Background: Abnormalities of the immune system and innate immune signaling have been described in patients (pts) with MDS, however the interaction between the MDS tumor cells and the immune compartment is poorly defined. Immune modulatory therapies are being explored in MDS and a better understanding of the interaction and potential cross-talk with immune components and MDS tumor cells is critical in developing new therapeutic strategies.

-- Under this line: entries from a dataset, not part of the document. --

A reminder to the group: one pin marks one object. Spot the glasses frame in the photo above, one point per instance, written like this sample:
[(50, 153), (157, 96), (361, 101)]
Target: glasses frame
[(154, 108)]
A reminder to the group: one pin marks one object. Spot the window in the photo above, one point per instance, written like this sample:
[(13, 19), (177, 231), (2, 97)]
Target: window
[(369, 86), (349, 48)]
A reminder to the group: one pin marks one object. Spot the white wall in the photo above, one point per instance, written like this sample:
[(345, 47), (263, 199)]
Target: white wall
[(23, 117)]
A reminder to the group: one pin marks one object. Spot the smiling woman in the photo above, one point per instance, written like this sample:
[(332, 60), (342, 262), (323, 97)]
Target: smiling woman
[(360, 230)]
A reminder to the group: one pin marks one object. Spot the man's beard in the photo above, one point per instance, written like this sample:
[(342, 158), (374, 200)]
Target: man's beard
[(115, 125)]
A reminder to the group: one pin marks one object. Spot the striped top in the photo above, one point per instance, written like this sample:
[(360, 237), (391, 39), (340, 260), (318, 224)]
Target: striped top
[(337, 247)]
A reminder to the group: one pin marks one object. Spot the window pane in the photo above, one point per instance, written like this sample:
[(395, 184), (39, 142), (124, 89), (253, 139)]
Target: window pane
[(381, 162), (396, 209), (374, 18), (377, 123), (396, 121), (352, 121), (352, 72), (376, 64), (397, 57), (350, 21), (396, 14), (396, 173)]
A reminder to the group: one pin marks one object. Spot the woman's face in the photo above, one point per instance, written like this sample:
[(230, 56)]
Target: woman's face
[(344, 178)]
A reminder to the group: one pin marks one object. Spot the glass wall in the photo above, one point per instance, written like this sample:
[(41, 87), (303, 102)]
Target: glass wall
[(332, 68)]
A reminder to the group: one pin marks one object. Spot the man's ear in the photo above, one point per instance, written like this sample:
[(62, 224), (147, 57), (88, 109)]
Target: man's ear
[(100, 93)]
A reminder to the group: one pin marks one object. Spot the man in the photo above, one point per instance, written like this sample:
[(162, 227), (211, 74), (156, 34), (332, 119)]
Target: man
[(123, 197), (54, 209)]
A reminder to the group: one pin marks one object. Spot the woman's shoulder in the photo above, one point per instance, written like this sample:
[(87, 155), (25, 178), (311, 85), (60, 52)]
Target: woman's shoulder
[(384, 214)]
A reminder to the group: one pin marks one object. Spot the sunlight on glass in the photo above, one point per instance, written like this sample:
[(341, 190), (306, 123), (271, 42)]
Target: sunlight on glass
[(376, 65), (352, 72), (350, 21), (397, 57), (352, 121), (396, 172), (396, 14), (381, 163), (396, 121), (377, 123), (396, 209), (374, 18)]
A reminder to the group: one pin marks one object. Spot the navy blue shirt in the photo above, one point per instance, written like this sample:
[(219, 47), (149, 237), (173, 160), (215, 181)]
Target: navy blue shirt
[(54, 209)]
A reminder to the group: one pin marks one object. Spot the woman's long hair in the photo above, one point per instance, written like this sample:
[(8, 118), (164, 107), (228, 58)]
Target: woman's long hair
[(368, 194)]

Methods: We developed a multiscale immune profiling strategy to map the immune environment of treatment naïve pts with lower- and higher-risk MDS, using mass cytometry by time of-flight (CyTOF) combined with Olink proteomics analyses. We obtained bone marrow (BM) and peripheral blood (PB) from 33 pts with MDS, (17 higher-risk; 16 lower-) and 10 healthy donors. Pts were representative of the MDS distribution across age, gender, mutational status and histologic subtype. PB and BM were freshly processed and stained with an antibody panel for myeloid cells. For the lymphoid panel, all the pts' samples were stained simultaneously to avoid batch effect. We processed the BM and the PB plasma for Olink.
Results: We profiled myeloid cells, NK cells and T cells in pts with MDS to determine differences in their constituents. Phenograph clustering across all pts revealed distinct T lymphoid metaclusters, that corresponded to known immune cell populations. We observed a robust immune response in the BM from MDS patients. T cells and myeloid cells were found in equal proportion in the BM from MDS and healthy patients. However, the B cell population were present at significantly lower frequency in the MDS BM (p<0.05), whereas gamma delta (gd)T cells and NK cells were at significantly higher frequency in the MDS pts (p <0.05). Paired mass cytometric analysis revealed a distinct composition and phenotype of T cell subsets. Among the T cell compartment, regulatory T cells (Treg) (p<0.001), cytolytic CD8 T cells (expressing perforin (p<0.01) or granzyme (p<0.001)) and exhausted CD8 T cells (expressing PD-1 (p= 0.09), LAG-3 (p<0.001) or TIM-3) seemed to accumulate in the MDS BM. Compared to healthy BM Treg in MDS BM expressed higher levels of TIGIT, TIM3, CD27, CD25, CD28 and OX40. Cytolytic NK cells accumulate in MDS BM (p<0.05). In addition to measuring adaptive lymphocyte responses to tumors, we also analyzed the distribution of innate lymphocytes and in particular NK cells in MDS BM. In the NK cell population, the cytotoxic NK cells (CD56dim CD16+) were found in a higher proportion (p<0.05) than the cytokinic counterpart (CD56bright) in the MDS BM. NK cells that accumulate in the MDS BM expressed higher level of CD45RA, CD38, granzyme B, CD56 suggesting their superior cytotoxic potential at a critical developmental stage of retaining enhanced sensitivity to pro-inflammatory cytokines derived from myeloid cells. We also analyzed a panel of 92 unique cytokines, chemokines and inflammatory markers produced in the tumor milieu using OLink Proteomics proximity extension assay. Many chemokines and cytokines were differently expressed in the MDS BM compared to the healthy BM, suggesting an important inflammatory reaction.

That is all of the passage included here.